Winning together

Posted on December 14, 2015 | Atlantic Business Magazine | 0 Comments


The ABCs of building a better society

For years, if not decades, various business and consumer groups, economic think tanks and lobbyists, firmly entrenched in the mainstream of national politics, have complained bitterly about the failure of Canadian universities to graduate cohorts of job-ready workers.

The economic costs of this putative deficiency, they continue to insist, are immeasurable: unacceptable levels of unemployment; low productivity; a dearth of commercially viable innovations; and the slow, steady unraveling of Canada’s competitive position in the world.

The main public-relations bulwark of their contention is that the general public agrees with them wholeheartedly. “Don’t just trust us,” they like to say. “Go ask your neighbor: Are universities doing the right job?”

Well, someone has done just that; and the results are, indeed, revealing, if not especially comforting to the highereducation skeptics among us.

Ottawa-based research firm Abacus Data recently asked 2,000 “neighbors” (in a survey, statistically weighted by age, gender, education, and region of residence) what they think of the job Canadian universities are doing to prepare new generations for the workforce. The overwhelming finding is, in a pithy paraphrase, “just fine, thank you very much.”

Here, in Atlantic Canada, for example, 75 per cent of survey respondents testified that they had a “very positive” or “positive” impression of higher education. Only 25 per cent felt “negatively” or “very negatively.” That says volumes, considering that functional, adult illiteracy in New Brunswick, alone, hovers between 40 and 60 per cent of the population. And the numbers are largely replicated across the country.

So, if the general public thinks Canadian institutes of higher education are doing the right job at the right time, what are Canadian think tanks and their private-sector confederates… well, thinking?

Is it not far more likely that those who are chiefly responsible for the condition of the job market (i.e. the corporate sector) are also far more responsible for its dissolution than are universities, colleges and polytechnics? Aren’t business lobbyists simply looking for scapegoats?

Higher education has always been an easy target for those who want to demonize learning and critical thinking as a means to distract elected representatives from the source of true culpability. Over the past decade, at least, this has become the routine of almost every policy consideration offered by almost every government in this country.

Make our universities more “relevant”, the argument goes, make them more “job-aware”, make them more like us. Yup, let’s just blame Mr. Chips, as fiends like Donald Trump hide behind the corner to mug us as we pass by, clutching our advanced degrees in our trembling hands.

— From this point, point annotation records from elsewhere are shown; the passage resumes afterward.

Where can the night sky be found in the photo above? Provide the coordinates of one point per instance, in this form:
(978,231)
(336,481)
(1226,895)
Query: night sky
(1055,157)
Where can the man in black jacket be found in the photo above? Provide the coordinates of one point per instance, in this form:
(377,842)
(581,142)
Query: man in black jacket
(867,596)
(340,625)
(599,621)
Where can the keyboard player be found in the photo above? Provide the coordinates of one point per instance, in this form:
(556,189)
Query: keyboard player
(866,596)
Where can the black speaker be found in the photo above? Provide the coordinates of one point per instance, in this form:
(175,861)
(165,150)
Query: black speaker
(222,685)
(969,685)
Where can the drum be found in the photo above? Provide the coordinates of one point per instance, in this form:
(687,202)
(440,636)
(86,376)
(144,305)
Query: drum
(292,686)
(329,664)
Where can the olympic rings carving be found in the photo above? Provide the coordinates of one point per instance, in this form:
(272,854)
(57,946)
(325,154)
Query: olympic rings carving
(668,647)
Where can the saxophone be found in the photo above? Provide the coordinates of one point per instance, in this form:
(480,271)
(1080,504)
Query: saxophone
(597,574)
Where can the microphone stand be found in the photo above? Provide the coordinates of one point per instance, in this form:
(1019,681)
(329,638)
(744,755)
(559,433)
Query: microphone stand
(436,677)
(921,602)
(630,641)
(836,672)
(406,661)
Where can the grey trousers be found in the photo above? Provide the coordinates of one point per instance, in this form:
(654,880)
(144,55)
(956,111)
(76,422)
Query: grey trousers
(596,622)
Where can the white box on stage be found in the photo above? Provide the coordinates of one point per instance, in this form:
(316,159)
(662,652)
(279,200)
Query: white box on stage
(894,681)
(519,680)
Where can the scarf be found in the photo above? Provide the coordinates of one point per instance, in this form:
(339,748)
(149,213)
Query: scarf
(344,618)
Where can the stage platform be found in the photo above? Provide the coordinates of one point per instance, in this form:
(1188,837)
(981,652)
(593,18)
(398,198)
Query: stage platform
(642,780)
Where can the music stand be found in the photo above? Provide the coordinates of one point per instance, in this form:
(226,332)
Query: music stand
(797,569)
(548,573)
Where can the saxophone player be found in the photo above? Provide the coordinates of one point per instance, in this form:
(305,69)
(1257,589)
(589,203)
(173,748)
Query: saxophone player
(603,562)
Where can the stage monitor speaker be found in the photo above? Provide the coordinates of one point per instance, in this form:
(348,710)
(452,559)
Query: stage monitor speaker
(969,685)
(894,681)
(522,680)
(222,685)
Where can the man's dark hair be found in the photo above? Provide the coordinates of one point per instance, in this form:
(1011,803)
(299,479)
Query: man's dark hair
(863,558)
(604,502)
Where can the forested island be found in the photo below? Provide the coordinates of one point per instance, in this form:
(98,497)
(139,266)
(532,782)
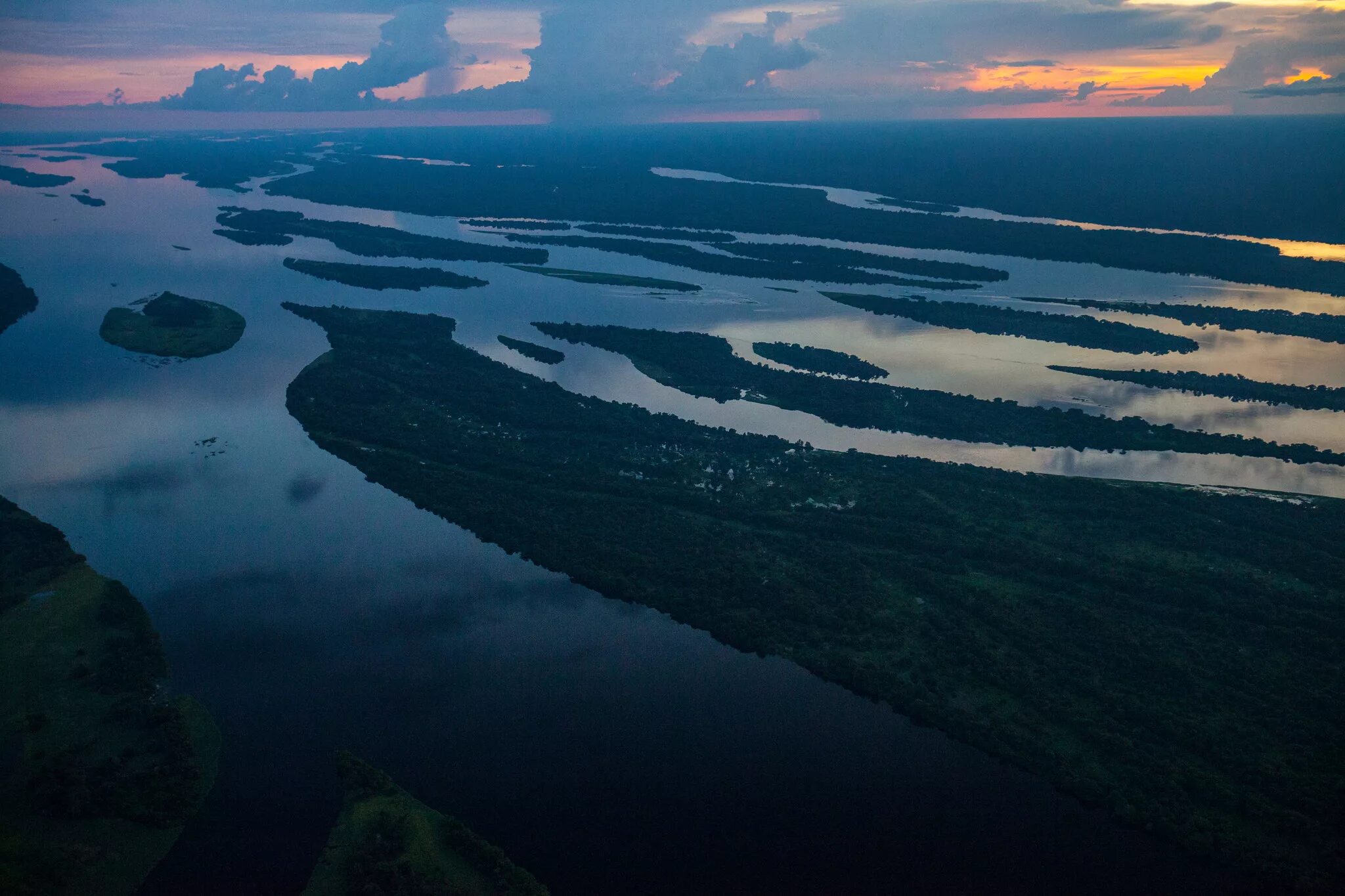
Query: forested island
(1234,386)
(1071,330)
(372,241)
(609,280)
(173,326)
(24,178)
(803,253)
(516,223)
(386,843)
(1155,649)
(704,364)
(635,196)
(249,238)
(382,276)
(820,360)
(917,206)
(693,258)
(661,233)
(16,299)
(533,350)
(1328,328)
(101,769)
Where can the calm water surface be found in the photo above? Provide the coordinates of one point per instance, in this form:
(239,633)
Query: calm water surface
(602,744)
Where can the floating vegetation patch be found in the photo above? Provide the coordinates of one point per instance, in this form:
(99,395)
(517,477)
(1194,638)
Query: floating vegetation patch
(171,326)
(1071,330)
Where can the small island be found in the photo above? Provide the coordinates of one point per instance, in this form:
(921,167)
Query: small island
(24,178)
(370,240)
(382,276)
(386,843)
(820,360)
(808,254)
(661,233)
(105,766)
(514,223)
(16,299)
(736,265)
(249,238)
(1328,328)
(705,366)
(609,280)
(171,326)
(914,205)
(1232,386)
(1071,330)
(533,350)
(1091,631)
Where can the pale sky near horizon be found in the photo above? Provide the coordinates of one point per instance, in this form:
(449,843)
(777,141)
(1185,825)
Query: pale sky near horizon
(684,60)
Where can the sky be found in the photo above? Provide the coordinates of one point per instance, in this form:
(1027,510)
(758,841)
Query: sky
(640,61)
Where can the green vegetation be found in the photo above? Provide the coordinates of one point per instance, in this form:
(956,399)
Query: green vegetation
(732,265)
(106,769)
(370,241)
(802,253)
(382,276)
(703,364)
(609,280)
(173,326)
(1235,386)
(533,350)
(1071,330)
(661,233)
(24,178)
(248,238)
(386,843)
(1168,653)
(1328,328)
(16,299)
(820,360)
(516,223)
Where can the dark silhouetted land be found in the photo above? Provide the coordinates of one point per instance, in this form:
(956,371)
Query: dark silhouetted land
(609,280)
(820,360)
(1153,649)
(386,843)
(16,299)
(106,767)
(173,326)
(1071,330)
(382,276)
(1235,386)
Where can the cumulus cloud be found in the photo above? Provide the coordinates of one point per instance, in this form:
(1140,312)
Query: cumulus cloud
(1314,86)
(747,65)
(412,42)
(1259,68)
(1088,89)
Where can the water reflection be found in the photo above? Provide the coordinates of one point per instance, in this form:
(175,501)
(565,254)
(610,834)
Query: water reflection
(604,746)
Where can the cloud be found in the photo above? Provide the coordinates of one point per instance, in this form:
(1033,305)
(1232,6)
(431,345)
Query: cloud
(1019,64)
(412,42)
(747,65)
(1088,89)
(1313,86)
(1259,68)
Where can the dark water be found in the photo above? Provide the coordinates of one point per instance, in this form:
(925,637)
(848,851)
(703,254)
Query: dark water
(606,747)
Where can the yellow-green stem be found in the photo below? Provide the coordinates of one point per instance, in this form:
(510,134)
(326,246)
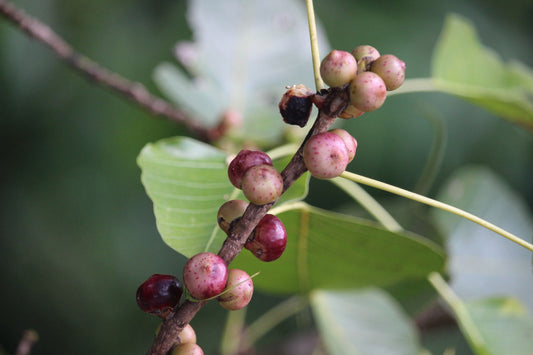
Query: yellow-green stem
(314,44)
(434,203)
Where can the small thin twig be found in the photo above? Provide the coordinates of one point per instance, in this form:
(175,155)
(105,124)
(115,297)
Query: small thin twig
(29,338)
(134,91)
(335,102)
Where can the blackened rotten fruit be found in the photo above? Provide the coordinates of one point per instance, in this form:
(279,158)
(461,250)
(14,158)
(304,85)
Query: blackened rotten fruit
(296,104)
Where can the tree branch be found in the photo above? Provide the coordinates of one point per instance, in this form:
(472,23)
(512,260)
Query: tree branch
(134,91)
(336,99)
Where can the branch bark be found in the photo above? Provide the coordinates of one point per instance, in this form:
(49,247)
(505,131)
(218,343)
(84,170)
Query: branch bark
(336,100)
(134,91)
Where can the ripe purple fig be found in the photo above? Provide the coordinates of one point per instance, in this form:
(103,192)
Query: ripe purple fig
(338,68)
(241,289)
(159,294)
(268,240)
(262,184)
(244,161)
(367,91)
(205,275)
(325,155)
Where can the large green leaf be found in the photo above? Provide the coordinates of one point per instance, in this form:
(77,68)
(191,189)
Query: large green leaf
(327,250)
(462,66)
(187,181)
(243,54)
(492,326)
(482,263)
(361,322)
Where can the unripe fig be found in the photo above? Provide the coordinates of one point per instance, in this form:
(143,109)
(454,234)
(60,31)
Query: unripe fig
(391,70)
(365,55)
(363,51)
(367,91)
(238,296)
(244,161)
(351,142)
(159,294)
(325,155)
(205,275)
(187,335)
(338,68)
(262,184)
(296,104)
(229,212)
(350,111)
(268,240)
(187,349)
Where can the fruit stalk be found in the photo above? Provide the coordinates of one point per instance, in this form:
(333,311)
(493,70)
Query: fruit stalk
(335,101)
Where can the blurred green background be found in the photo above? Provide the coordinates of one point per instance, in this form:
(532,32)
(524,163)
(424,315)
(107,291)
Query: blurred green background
(77,230)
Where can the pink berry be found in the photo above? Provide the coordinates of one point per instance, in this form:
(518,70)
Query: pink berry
(351,142)
(238,296)
(244,161)
(338,68)
(364,51)
(205,275)
(325,155)
(390,69)
(350,111)
(367,91)
(159,294)
(187,335)
(187,349)
(262,184)
(268,240)
(229,212)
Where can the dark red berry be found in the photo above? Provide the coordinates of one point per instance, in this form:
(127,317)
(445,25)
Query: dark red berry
(244,161)
(159,294)
(269,239)
(296,104)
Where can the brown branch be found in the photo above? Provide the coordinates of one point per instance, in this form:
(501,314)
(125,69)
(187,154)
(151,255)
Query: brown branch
(335,102)
(134,91)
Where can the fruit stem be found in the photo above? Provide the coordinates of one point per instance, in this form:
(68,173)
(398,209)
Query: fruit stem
(461,312)
(315,53)
(437,204)
(272,318)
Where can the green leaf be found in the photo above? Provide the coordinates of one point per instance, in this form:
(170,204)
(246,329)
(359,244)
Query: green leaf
(504,324)
(366,321)
(462,66)
(492,326)
(327,250)
(187,181)
(482,263)
(244,53)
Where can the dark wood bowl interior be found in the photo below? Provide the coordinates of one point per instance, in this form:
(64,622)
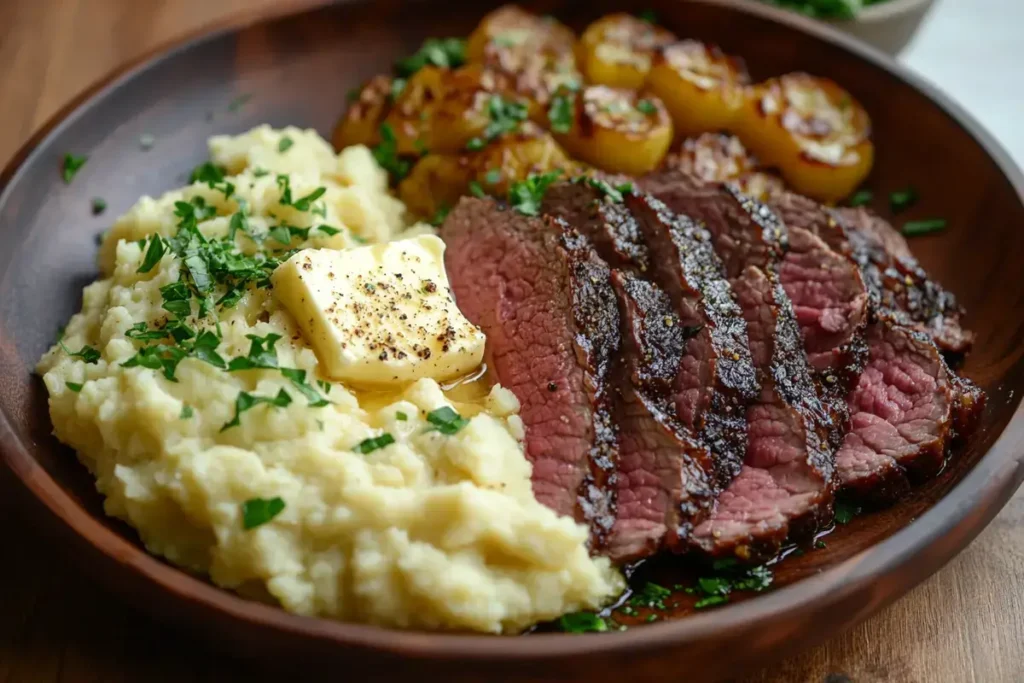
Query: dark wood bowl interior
(297,71)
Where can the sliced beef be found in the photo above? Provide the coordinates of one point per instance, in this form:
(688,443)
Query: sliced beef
(784,487)
(544,301)
(893,276)
(666,475)
(609,225)
(824,285)
(716,380)
(903,413)
(899,282)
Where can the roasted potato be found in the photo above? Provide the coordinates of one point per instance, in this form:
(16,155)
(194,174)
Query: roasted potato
(701,87)
(715,157)
(535,53)
(616,50)
(615,130)
(367,109)
(812,130)
(437,181)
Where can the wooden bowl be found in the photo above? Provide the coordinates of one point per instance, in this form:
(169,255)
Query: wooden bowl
(297,70)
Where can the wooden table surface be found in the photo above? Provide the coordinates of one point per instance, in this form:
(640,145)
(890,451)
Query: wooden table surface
(965,624)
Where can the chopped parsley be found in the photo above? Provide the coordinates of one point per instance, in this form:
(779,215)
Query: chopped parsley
(505,117)
(902,199)
(258,511)
(526,196)
(715,590)
(562,111)
(445,420)
(261,354)
(443,52)
(371,444)
(72,165)
(860,198)
(916,227)
(246,401)
(845,512)
(298,379)
(646,107)
(614,194)
(583,623)
(386,154)
(86,353)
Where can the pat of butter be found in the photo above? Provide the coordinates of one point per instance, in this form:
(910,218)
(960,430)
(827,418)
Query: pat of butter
(380,314)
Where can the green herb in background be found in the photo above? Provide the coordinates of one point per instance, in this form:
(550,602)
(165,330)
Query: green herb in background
(902,199)
(525,196)
(374,443)
(72,165)
(916,227)
(443,52)
(258,511)
(860,198)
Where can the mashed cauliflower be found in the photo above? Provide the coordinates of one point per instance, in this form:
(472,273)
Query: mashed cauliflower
(435,530)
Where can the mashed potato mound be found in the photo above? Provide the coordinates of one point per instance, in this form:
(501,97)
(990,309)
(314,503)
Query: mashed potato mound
(434,530)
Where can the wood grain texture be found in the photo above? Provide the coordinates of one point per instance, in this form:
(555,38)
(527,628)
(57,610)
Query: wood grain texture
(966,624)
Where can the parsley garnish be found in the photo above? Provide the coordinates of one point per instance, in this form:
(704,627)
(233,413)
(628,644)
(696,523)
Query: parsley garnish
(902,199)
(86,353)
(443,52)
(298,378)
(153,254)
(505,117)
(562,111)
(261,354)
(386,154)
(613,194)
(525,196)
(445,420)
(646,107)
(583,623)
(715,590)
(72,165)
(246,400)
(860,198)
(371,444)
(258,511)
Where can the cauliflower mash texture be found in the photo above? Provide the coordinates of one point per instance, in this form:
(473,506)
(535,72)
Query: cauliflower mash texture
(435,529)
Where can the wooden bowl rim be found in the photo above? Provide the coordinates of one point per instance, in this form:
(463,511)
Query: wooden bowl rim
(990,482)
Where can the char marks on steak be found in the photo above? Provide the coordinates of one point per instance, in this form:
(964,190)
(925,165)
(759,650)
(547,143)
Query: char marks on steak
(785,485)
(543,298)
(665,476)
(716,379)
(894,279)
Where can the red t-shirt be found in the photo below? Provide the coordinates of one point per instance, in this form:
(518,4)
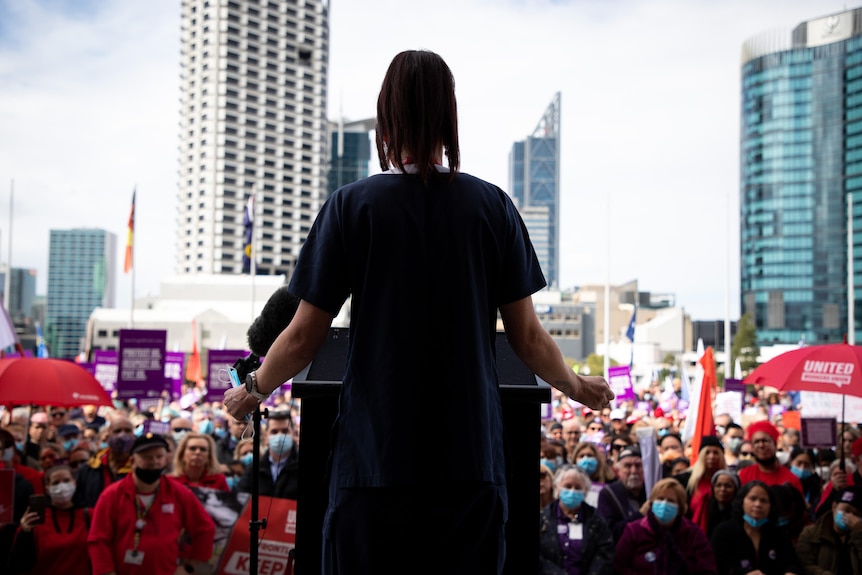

Perhaps, this dystopian condition was inevitable. We broke the world a few years ago by allowing the corporatists among us to get away with economic murder. These villains managed to drain our bank accounts before they came back for more bailouts from our governments, which, again, bought their brand of bull about how the “quality” of the employees they were getting from universities was largely responsible for the financial meltdown.

It’s not true, but even if it were, we in our democracy can turn the tables if we only realize that higher education does not serve the money mill; rather it should be the other way around. Instruct well and roundly in the disciplines of ethics, philosophy, math and sciences. In so doing, require the corporate sector put its money where its famously big mouth is.

Demand that it, for once, not complain about the daily problems it disingenuously blames on universities and, rather, gaze into the mirror of its own mistakes.

Demand that it invests, through targeted taxes – with no temporary, vaporous, market strings attached – in nimble intellects at this country’s universities, those who could build and maintain a truly productive, competitive and civil society for everyone.

After all, no mind is more job-ready than a cultured one.